Menurut Muthohar, hingga saat ini ada sekitar 470 PSK dari dua tempat lokalisasi yang akan dientaskan dari prostitusi. Setelah selesai mengikuti pelatihan keterampilan, para PSK akan diberi uang tali asih yang bisa digunakan untuk ongkos kembali ke rumah masing-masing dan untuk modal usaha.
Selama ini, tak hanya PSK yang menggantungkan hidupnya dari kedua tempat lokalisasi tersebut, melainkan juga warga sekitar. Kebanyakan warga di kawasan lokalisasi tersebut membuka usaha, seperti warung, tempat indekos, jasa pencucian, jasa ojek, dan salon. Ditutupnya tempat lokalisasi akan secara langsung berdampak pada pendapatan mereka.
Ditemui seusai pertemuan dengan Pemerintah Kota Semarang pasda Selasa siang di gedung pertemuan RW 006 Kelurahan Mangkang Kulon, Kecamatan Tugu, Koordinator Lokalisasi Gambilangu Karningsih mengatakan, mayoritas warga di Mangkang Kulon akan kehilangan pemasukan jika lokalisasi ditutup.
Menurut Karningsih, ada sekitar 93 tempat karaoke, 5 tempat usaha pencucian, dan belasan tukang ojek di Gambilangu. Perputaran uang di lokalisasi Gambilangu sekitar Rp 100 juta per malam.
”Mematikan lokalisasi artinya sama saja dengan mematikan perekonomian masyarakat sekitar. Kami berharap nasib masyarakat sekitar juga dipertimbangkan,” katanya.
Kondisi serupa dikeluhkan masyarakat di sekitar lokalisasi Sunan Kuning. Sebab, perputaran uang di Sunan Kuning mencapai Rp 200 juta per malam.
Mematikan lokalisasi artinya sama saja dengan mematikan perekonomian masyarakat sekitar. Kami berharap nasib masyarakat sekitar juga dipertimbangkan
Ditata
Dihubungi secara terpisah, Selasa malam, Wali Kota Semarang Hendrar Prihadi mengatakan, bekas tempat lokalisasi akan ditata menjadi kampung tematik ramah anak. Hal itu diwujudkan dengan pembuatan taman bermain dan perbaikan infrastruktur di daerah tersebut.

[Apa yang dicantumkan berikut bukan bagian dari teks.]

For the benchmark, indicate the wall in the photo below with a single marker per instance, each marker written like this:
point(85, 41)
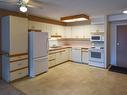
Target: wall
point(4, 12)
point(113, 40)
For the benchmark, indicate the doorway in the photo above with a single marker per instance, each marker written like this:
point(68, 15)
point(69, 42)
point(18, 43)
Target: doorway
point(122, 46)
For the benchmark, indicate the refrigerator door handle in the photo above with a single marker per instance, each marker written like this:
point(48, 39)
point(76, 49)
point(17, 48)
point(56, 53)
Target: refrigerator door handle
point(47, 45)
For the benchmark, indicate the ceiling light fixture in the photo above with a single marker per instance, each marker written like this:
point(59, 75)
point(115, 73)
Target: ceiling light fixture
point(125, 11)
point(75, 18)
point(23, 8)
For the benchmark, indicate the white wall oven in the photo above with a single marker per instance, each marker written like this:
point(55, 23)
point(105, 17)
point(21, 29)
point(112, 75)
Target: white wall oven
point(96, 57)
point(97, 38)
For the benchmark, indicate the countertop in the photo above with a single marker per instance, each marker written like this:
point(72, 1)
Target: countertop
point(63, 47)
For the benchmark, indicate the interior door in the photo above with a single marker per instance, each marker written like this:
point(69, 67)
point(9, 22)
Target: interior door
point(122, 45)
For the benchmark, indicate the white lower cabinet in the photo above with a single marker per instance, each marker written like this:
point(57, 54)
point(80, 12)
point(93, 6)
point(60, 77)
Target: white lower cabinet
point(18, 64)
point(15, 67)
point(85, 57)
point(76, 55)
point(58, 56)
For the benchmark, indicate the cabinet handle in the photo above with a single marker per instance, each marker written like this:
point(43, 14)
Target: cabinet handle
point(19, 73)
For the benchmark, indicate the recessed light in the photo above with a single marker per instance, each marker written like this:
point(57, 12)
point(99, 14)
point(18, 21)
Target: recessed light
point(125, 11)
point(23, 8)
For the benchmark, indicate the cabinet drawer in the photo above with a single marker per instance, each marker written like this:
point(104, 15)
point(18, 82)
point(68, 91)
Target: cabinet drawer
point(18, 74)
point(18, 65)
point(51, 56)
point(18, 57)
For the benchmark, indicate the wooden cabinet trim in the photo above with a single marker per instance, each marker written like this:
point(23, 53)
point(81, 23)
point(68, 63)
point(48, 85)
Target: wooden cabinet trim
point(18, 60)
point(52, 59)
point(18, 54)
point(34, 30)
point(18, 69)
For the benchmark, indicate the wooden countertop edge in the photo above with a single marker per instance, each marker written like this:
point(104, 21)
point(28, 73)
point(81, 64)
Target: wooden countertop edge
point(63, 48)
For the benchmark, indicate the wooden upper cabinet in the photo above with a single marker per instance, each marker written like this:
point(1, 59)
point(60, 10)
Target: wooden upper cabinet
point(35, 25)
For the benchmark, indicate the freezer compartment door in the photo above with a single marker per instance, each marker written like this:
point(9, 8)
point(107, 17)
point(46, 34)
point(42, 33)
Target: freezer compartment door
point(39, 65)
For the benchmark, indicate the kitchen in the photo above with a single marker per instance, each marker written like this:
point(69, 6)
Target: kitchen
point(76, 44)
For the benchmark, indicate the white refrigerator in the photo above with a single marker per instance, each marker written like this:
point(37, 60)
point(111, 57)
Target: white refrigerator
point(38, 53)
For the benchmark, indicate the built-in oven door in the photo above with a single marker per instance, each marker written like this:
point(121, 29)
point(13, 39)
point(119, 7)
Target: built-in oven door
point(96, 55)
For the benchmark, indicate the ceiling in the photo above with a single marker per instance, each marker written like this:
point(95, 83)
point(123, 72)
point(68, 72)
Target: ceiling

Konsep kampung tematik tersebut, menurut Hendrar, akan melibatkan pemberdayaan usaha mikro, kecil, dan menengah sehingga masyarakat tidak perlu khawatir akan kehilangan pemasukan.
”Kami akan berikan pelatihan dan bantuan kredit usaha. Masyarakat sekitar bisa lebih mandiri dari sisi ekonomi,” kata Hendrar.
Pada 1998, dua tempat lokalisasi ini pernah menutup diri. Para pekerja seks dipulangkan ke rumah mereka dengan masing-masing dan diberi tali asih sebesar Rp 150.000 per orang. Namun, sekitar tahun 2000, para pekerja seks tersebut kembali ke tempat lokalisasi tersebut, dan daerah itu kembali menjadi tempat lokalisasi.
Kepala Satuan Polisi Pamong Praja (Satpol PP) Kota Semarang Fajar Purwoto memastikan, pihaknya akan bekerja sama dengan kepolisian dan perangkat desa untuk melakukan pengawasan. Patroli juga akan terus dilakukan untuk menjaga kawasan relokasi yang telah ditutup kondusif dan tidak kembali digunakan sebagai tempat lokalisasi.